As research in AI moves ahead at a breakneck speed, the monumental goal of AGI may seem imminent. Investors are feeding millions of dollars into the AGI dream with companies like Open AI, DeepMind and Google Brain, all backed by big tech companies, leading the way. A report by Mind Commerce stated that investment in AGI will touch a massive USD 50 billion by 2023. However, the progress is more than just encouraging—OpenAI’s DALL.E 2 can create arresting images out of any text prompts, their GPT-3 can write about pretty much anything, DeepMind’s Gato, a multi-modal model promised to perform just about any task thrown at it. In July, a Google engineer, Blake Lemoine, who was working with a chatbot called LaMDA, was convinced that the robot was sentient. But for all the progress made, researchers worry that we might achieve intelligence in a way that will tick off the boxes of benchmarks but might not understand what this ‘intelligence’ is about.
Need for AI Interpretability
Thomas Wolf, co-founder of Hugging Face, articulated these fears in a post on LinkedIn. Wolf noted that enthusiasts like him, who saw AI as a way to unlock deeper insights on human intelligence, now seemed to believe that even though we are seemingly inching closer towards intelligence, the concept of what it was still eluded us.

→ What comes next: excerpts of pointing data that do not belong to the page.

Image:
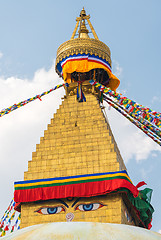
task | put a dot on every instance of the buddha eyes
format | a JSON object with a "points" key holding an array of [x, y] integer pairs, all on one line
{"points": [[51, 210], [59, 209], [89, 207]]}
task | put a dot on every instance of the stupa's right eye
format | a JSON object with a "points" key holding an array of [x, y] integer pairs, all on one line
{"points": [[51, 210], [89, 207]]}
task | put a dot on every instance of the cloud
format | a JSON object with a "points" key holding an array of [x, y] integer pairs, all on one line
{"points": [[117, 69], [156, 99], [132, 142]]}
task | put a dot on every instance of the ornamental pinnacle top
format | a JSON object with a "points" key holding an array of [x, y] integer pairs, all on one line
{"points": [[95, 56]]}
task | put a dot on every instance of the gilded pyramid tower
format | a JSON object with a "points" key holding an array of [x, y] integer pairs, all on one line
{"points": [[77, 173]]}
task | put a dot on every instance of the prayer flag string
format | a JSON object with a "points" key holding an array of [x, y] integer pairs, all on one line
{"points": [[10, 221], [23, 103], [144, 118]]}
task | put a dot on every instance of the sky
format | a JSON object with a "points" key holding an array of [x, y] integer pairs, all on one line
{"points": [[30, 33]]}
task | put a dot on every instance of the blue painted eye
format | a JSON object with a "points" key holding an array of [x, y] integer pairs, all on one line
{"points": [[89, 207], [51, 210]]}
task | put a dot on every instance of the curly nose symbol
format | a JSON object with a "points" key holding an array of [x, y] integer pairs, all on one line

“Understanding how these new AI/ML models work at a low level is key to this part of the scientific journey of AI and calls for more research on interpretability and diving in the inner-working of these new models. Pretty much only Anthropic seems to be really working on this type of research at the moment but I expect this type of research direction to be increasingly important as compute and large models become more and more widely available,” he stated.
Wolf’s prediction is not a novel one. Researcher and author Gary Marcus has often pointed out how contemporary AI’s dependence on deep learning is flawed due to this gap. While machines can now recognize patterns in data, this understanding of the data is largely superficial and not conceptual—making the results difficult to determine.
Marcus has said that this has created a vicious cycle where companies are caught in a trap to pursue benchmarks instead of the foundational ideas of intelligence. This search for clarity pushed a lot of interest into interpretability and the money followed later. Until a couple of years ago, explainable AI witnessed its time in the spotlight. There was a wave of core AI startups like Kyndi, Fiddler Labs and DataRobot that integrated explainable AI within them. Explainable AI started gaining traction among VCs, with firms like UL Ventures, Intel Capital, Light Speed and Greylock seen actively investing in it. A report by Gartner stated that “30% of government and large enterprise contracts will require XAI solutions by 2025”.
However, most of the growth in explainable AI was expected to arise in industries like banking, health care and manufacturing—essentially, areas which placed a high value on trust and transparency and required accountability from these AI models. The money also flowed in that direction. VCs were more keen to put their money on more tedious applications that were focused on transforming an existing industry rather than a distant moonshot.
Explainability in commercial AI and academic research
Startups like Anthropic were started with a very different intention than this. Founded by OpenAI’s former VP of research Dario Amodei along with his sister, Daniela, the startup was formed less than a year ago with nine other OpenAI employees. The young company picked up USD 124 million in funding then. Not even a year later, it raised another USD 580 million. The Series B round was led by the CEO of FTX Trading, Sam Bankman-Fried and included participation from Jaan Tallinn, co-founder of Skype, Infotech’s James McClave and former Google CEO Eric Schmidt.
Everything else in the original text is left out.